Um vídeo postado por uma das filhas dele, Veronica Duterte, mostrou o ex-presidente sob custódia em uma sala de espera na Base Aérea de Villamor, em Manila. No vídeo, ele pode ser ouvido questionando o motivo da sua prisão.
“Qual é a lei, e qual é o crime que eu cometi? Não fui trazido para cá por vontade própria, mas por vontade de outra pessoa. Você tem que responder agora pela privação de liberdade.”
A ‘guerra às drogas’
Duterte foi prefeito de Davao, uma extensa metrópole do sul das Filipinas, por 22 anos — e a transformou em uma das cidades mais seguras do país em relação a crimes de rua.
Ele aproveitou a reputação de paz e ordem de Davao e se apresentou como um político antiestablishment com discurso duro para vencer as eleições de 2016 por uma vitória esmagadora.
Com uma retórica inflamada, ele reuniu as forças de segurança para matar suspeitos de tráfico de drogas. Mais de 6 mil suspeitos foram mortos a tiros pela polícia ou por agressores desconhecidos durante a campanha, mas grupos de direitos humanos dizem que o número pode ser maior.
Um relatório anterior da Organização das Nações Unidas (ONU) constatou que a maioria das vítimas eram homens jovens pobres de áreas urbanas, e que a polícia, que não precisa de mandados de busca ou de prisão para realizar batidas domiciliares, forçava sistematicamente os suspeitos a fazer declarações autoincriminatórias, ou corriam o risco de enfrentar a força letal.
Os críticos afirmam que a campanha tinha como alvo os traficantes de rua da pobreza urbana, e não conseguiu capturar os grandes chefões do tráfico. Muitas famílias também alegaram que as vítimas — seus filhos, irmãos ou maridos — estavam simplesmente no lugar errado e na hora errada.
As investigações no Parlamento apontaram para um obscuro “esquadrão da morte” de caçadores de recompensas que tinham como alvo suspeitos de tráfico de drogas. Duterte negou as alegações de abuso.
“Não questione minhas políticas porque não peço desculpas, não dou desculpas. Fiz o que tinha de fazer e, quer você acredite ou não… Eu fiz isso pelo meu país”, disse Duterte durante uma investigação parlamentar em outubro.

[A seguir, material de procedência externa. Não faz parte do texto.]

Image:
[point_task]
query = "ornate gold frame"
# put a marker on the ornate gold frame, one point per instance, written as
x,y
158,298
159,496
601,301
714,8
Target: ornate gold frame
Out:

“Eu odeio drogas, não tenham dúvidas”.
O TPI tomou conhecimento dos supostos abusos pela primeira vez em 2016, e iniciou sua investigação em 2021. Ela abrangeu casos desde novembro de 2011, quando Duterte era prefeito de Davao, até março de 2019, antes de as Filipinas se retirarem do TPI.
‘Donald Trump do Leste’
Duterte continua popular nas Filipinas por ser o primeiro líder do país oriundo de Mindanao, uma região ao sul de Manila, onde muitos se sentem marginalizados pelos líderes da capital.
Ele costuma falar em cebuano, o idioma regional, e não em tagalog, língua que é mais falada em Manila e nas regiões do norte.
A retórica populista e as declarações contundentes renderam a ele o apelido de “Donald Trump do Leste”. Ele chamou o presidente russo, Vladimir Putin, de “ídolo” e, sob seu governo, as Filipinas direcionaram sua política externa para a China, afastando-se dos EUA, seu aliado de longa data.
Sua filha e herdeira política, Sara Duterte, é a atual vice-presidente das Filipinas — e é apontada como uma possível candidata à presidência em 2028.
Nos últimos meses, a aliança da família Duterte com o atual presidente Ferdinand Marcos Jr. se desfez de forma espetacular diante do público, logo depois que Marcos e Sara Duterte venceram as eleições de 2022 por uma vitória esmagadora.
Inicialmente, Marcos se recusou a cooperar com a investigação do TPI, mas à medida que seu relacionamento com a família Duterte se deteriorava, ele mudou sua posição e, mais tarde, indicou que as Filipinas cooperariam.
Ainda não está claro se Marcos chegaria ao ponto de extraditar o ex-presidente para ser julgado em Haia, na Holanda, onde fica o tribunal.